Não havia a expectativa da chegada regular de suprimentos, até porque as viagens, nesse tempo, eram difíceis. Portanto, para o sustento diário, era preciso contar com o trabalho das próprias mãos e com a ajuda dos índios catecúmenos. Qualquer coisa diferente disso era vista como excepcional. Combatendo a escravização de indígenas, os missionários eram considerados por colonizadores como um entrave aos seus projetos de enriquecimento rápido, de modo que, entre a gente de origem europeia que se estabelecia na América, apenas os mais devotos estavam dispostos a cooperar com o sustento dos padres para a manutenção de reduções.
Se quisermos saber como viviam os missionários nas reduções do Guayrá, devemos ir aos documentos deixados pelos próprios padres. A título de exemplo, veremos aqui o relato feito pelo jesuíta Antonio Ruiz de Montoya (²), por ocasião de uma visita aos padres José Cataldino e Simon Masseta na Redução de Nossa Senhora de Loreto (³):
"Cheguei à redução de Nossa Senhora de Loreto desejando ver aqueles dois homens notáveis, o padre José e o padre Simon. Encontrei-os pobríssimos, mas ricos de alegria. Por causa dos remendos, não era possível distinguir o tecido principal de suas roupas. Os sapatos, que haviam trazido do Paraguai, estavam remendados com pedaços de pano que cortavam da borda das sotainas." (⁴)
Isto quanto ao vestuário. Quanto à alimentação:
"O principal sustento eram batatas, bananas, raízes de mandioca [...]. A necessidade nos obrigou a semear com nossas mãos o trigo necessário às hóstias." (⁵)
A vida na América do Sul, nesses tempos, não era, portanto, muito parecida com tirar férias no paraíso. Se podemos crer no testemunho de Montoya, outro jesuíta, o padre Martin Urtazun, também missionário, veio a morrer, algum tempo depois, em consequência de severa desnutrição. Era já o Século XVII. No centênio precedente, entre os colonizadores que acompanharam D. Pedro de Mendoza na fundação de Buenos Aires, muitos morreram de fome. Os jesuítas talvez morressem com os olhos na eternidade. Para os "conquistadores" da América, porém, os reveses da vida colonial eram uma amarga decepção.

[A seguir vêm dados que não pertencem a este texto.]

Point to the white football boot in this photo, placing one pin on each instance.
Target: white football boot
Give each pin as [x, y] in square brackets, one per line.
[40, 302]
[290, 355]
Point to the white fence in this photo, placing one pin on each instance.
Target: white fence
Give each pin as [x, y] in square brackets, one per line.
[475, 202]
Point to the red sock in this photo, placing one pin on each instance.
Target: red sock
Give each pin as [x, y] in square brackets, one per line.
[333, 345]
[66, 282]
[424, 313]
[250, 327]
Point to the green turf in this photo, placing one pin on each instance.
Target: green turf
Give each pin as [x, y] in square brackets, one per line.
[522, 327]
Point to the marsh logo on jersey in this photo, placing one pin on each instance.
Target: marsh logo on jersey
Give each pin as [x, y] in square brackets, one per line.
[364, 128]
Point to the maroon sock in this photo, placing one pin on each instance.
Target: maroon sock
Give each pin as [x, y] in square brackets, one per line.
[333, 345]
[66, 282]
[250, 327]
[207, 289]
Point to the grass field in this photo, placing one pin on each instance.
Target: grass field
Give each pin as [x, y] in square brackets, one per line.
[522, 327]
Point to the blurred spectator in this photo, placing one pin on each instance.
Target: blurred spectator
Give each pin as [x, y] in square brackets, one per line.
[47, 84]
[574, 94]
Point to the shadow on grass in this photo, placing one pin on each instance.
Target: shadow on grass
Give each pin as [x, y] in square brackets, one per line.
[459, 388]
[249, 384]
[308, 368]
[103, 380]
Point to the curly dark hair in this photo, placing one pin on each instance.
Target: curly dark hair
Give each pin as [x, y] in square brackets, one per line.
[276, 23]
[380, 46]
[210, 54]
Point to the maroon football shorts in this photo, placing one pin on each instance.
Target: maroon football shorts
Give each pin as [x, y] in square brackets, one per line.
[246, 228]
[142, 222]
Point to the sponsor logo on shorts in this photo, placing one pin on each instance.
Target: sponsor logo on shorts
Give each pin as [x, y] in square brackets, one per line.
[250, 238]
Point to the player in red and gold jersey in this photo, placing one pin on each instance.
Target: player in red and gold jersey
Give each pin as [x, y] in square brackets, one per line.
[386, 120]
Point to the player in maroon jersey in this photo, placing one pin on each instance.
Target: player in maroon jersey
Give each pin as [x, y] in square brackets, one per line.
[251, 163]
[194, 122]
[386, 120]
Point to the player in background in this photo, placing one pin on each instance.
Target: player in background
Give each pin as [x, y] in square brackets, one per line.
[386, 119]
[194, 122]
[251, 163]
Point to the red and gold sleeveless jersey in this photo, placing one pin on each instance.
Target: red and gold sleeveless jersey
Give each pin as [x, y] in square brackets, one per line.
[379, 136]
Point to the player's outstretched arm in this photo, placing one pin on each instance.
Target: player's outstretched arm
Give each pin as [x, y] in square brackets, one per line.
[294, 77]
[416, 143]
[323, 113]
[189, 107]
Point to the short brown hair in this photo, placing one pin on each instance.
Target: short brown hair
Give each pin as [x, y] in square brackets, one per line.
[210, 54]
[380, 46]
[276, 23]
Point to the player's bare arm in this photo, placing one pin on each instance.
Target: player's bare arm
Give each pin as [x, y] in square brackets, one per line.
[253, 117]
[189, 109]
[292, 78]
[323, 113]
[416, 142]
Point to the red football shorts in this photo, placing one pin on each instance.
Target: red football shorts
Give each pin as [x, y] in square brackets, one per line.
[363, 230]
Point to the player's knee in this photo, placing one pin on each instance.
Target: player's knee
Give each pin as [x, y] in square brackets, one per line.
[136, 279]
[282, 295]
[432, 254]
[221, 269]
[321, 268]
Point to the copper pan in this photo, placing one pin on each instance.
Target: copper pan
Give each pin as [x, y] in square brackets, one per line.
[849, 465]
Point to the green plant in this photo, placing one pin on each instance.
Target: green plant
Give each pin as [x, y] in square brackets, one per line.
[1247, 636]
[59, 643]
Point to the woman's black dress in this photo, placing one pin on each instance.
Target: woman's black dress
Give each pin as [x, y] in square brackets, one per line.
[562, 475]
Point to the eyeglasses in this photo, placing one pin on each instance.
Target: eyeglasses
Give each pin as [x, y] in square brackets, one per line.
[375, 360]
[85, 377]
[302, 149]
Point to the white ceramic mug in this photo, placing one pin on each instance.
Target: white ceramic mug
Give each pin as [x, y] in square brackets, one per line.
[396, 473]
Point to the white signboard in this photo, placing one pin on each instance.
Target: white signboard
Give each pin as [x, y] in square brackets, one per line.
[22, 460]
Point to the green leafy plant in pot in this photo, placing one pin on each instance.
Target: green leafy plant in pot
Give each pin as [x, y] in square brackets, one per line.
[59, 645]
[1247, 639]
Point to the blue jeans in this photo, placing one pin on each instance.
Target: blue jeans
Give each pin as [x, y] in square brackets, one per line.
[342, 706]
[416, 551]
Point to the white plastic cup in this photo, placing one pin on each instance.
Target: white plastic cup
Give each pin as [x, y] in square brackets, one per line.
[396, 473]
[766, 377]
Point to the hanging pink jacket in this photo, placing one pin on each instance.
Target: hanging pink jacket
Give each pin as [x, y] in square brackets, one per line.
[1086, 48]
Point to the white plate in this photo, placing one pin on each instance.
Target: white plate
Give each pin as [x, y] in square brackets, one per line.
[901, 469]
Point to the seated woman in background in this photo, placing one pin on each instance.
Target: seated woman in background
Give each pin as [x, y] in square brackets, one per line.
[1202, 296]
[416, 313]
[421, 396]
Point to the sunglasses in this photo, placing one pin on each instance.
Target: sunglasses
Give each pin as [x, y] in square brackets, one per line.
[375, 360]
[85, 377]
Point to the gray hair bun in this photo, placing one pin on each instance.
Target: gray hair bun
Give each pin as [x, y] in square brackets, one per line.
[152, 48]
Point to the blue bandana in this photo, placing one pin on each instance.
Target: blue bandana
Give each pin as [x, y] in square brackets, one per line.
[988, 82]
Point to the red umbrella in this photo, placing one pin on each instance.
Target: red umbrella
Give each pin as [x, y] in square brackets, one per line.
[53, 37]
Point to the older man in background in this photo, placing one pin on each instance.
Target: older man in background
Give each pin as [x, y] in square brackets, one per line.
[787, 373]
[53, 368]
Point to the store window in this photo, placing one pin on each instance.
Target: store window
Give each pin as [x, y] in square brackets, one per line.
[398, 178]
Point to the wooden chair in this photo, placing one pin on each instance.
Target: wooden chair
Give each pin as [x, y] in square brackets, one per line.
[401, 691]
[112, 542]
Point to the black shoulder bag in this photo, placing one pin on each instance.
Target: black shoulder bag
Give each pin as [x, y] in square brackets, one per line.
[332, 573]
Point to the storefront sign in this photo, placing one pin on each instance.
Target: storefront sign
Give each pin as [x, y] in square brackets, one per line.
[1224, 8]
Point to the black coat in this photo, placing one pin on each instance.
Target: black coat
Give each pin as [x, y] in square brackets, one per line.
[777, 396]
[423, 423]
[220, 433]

(1) Aqui, leitores, analisamos os fatos de que temos conhecimento através de documentos históricos. Não é intenção deste blog estabelecer juízo de valor em relação à catequese de indígenas.
(2) Montoya, filho de um espanhol de Sevilha, nasceu em Lima em 1582 e foi admitido na Companhia de Jesus em 1606. Passou a maior parte da vida envolvido na catequese e defesa dos indígenas contra a escravização perpetrada tanto por colonizadores espanhóis do Paraguai como por bandeirantes de São Paulo.
(3) Reputada por alguns como a mais antiga redução estabelecida no Guayrá; outros entendem que a primeira foi a de Santo Inácio.
(4) MONTOYA, Antonio Ruiz de S.J. Conquista Espiritual Hecha por los Religiosos de la Compañia de Jesus. Madrid: Imprenta del Reyno, 1639.
(5) Ibid. Os trechos citados de Conquista Espiritual Hecha por los Religiosos de la Compañia de Jesus foram traduzidos por Marta Iansen, para uso exclusivamente no blog História & Outras Histórias.